I am having a porch built and need some electrical advice. THe build out has open rafter / vaulted "ceilings" and I want to install some uplights.

I want something that's low profile and "hide-able" however most of what I've seen are landscaping lights. Those would work great, but from what I understand b/c they're low voltage I would need to install a transformer (which seems to be a couple hundred bucks). 

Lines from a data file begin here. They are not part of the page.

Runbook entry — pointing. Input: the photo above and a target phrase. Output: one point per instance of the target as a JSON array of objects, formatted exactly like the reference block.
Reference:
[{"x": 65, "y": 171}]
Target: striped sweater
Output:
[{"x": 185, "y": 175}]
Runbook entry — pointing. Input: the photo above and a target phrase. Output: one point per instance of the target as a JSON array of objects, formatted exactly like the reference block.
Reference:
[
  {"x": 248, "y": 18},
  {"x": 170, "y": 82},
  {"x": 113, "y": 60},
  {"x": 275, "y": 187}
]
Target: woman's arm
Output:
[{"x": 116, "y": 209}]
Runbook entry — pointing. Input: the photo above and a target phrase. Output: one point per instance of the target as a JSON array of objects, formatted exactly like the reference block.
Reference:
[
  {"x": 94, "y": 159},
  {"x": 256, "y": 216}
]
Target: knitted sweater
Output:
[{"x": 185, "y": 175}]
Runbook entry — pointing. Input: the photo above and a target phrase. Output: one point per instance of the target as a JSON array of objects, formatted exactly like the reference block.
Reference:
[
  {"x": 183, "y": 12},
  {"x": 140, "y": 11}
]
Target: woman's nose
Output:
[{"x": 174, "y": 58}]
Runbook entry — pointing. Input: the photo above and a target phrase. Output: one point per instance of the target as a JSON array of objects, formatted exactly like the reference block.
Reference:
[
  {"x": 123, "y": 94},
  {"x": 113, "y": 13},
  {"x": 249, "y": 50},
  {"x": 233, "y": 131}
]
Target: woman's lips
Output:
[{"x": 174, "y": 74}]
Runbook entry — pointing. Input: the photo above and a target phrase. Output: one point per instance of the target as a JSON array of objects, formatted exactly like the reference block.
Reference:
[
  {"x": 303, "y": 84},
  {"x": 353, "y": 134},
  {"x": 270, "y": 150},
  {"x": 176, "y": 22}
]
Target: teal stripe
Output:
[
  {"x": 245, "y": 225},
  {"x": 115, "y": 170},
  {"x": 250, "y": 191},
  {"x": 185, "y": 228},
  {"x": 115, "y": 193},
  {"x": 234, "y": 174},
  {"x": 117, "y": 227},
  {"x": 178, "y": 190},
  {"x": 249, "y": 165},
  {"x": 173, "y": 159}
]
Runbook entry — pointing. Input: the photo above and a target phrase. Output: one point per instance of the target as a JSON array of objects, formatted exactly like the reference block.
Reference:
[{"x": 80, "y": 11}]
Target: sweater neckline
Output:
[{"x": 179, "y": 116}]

And advice on a light that can connected to good ole 110 without needing anyting special?


----------



## carryyourbooks (Feb 13, 2009)

what kind of lights are you installing? are they 120v, 24v, 12v? how much power will your lights need to operate off of the respective voltage? give me some info. on what you got and i will try to assist.


----------



## Team S.A. Blue (Sep 8, 2004)

I would pick the lights you want then put dimmers on them.


----------



## carryyourbooks (Feb 13, 2009)

most of the uplighting i have seen is cove lighting. depending on where you are hiding them will dictate what kind of lights you can use. the cove lighting i have seen mostly utilizes fluorescent lighting because more often than not, they are trying to light up a linear area. fluorescents come in all sized to the nearest 1/2 foot. typical fluorescents won't accept a dimmer. i think dimmable lamps are availabe but very expensive.


----------



## dwilliams35 (Oct 8, 2006)

I'm not really sure the landscape lights would be UL listed for indoor installation.... Something to look at anyway...Transformers, etc. get hot, will need replaced, etc.: you'd do better just finding the real deal.. Most uplights actually are just pretty plain fluorescent strips hidden from view behind woodwork: they even make them specifically for the purpose..


----------



## padrefigure (Aug 22, 2006)

The "best" lighting will be dimmable fluorescent strip lighitng. Expect to pay $20 per foot from a commercial wholesaler (Summers, Graybar, Wholesale Electric, etc.). You also have to buy a fluorescent dimmer (about $100). One step down would be incandescent. More work, but install junction boxes with socket holders in your cove. The closer you put these together, the more even the effect. A standard incandescent dimmer will control these. The easiest solution is to put white christmas tree lights in the cove. You need a receptacle to plut them into. I believe a standard incandescent dimmer will work with them, but I have never tried it. We have done this with over the cabinet lights in a kitchen and they have performed well for years.


----------



## Pier Pressure (Aug 30, 2009)

Some good quality LED lights with a dimmer would be the way to go.


----------



## hook-n-hand (Aug 30, 2009)

For the do it yourself person, use rope light, its so easy a cave man can do it and its cheap. I usually install these in residential homes because most people want to install and leave alone. I do have this in my home now for 10 years with no issues and they are on a dimmer.

Pros- very little heat, any color you want, cheap, and most can be dimmable.
Cons- you can have a 1' section go bad, lets say in the middle, then you either have to splice it or replace it.

The ones in the pics I try to sell to my commercial customers and any customer that money isn't an issue. These are xenon light rope. They are a low voltage system with individual lamps are installed about every 6".

Pro- a perfect cove lighting system, lamps easily replaced
Cons- very expensive up front, you shouldn't touch lamp with fingers at any time, dust will settle on lamps and possible smolder, if too close to a painted wall it will discolor paint

****As with any electrical project, I always recommend hiring a Electrical Contractor, even just for advice, that way they can put their eyes on the project. Most Electrical Contractors are up on the Electrical Code and they are Licensed and Insured.


----------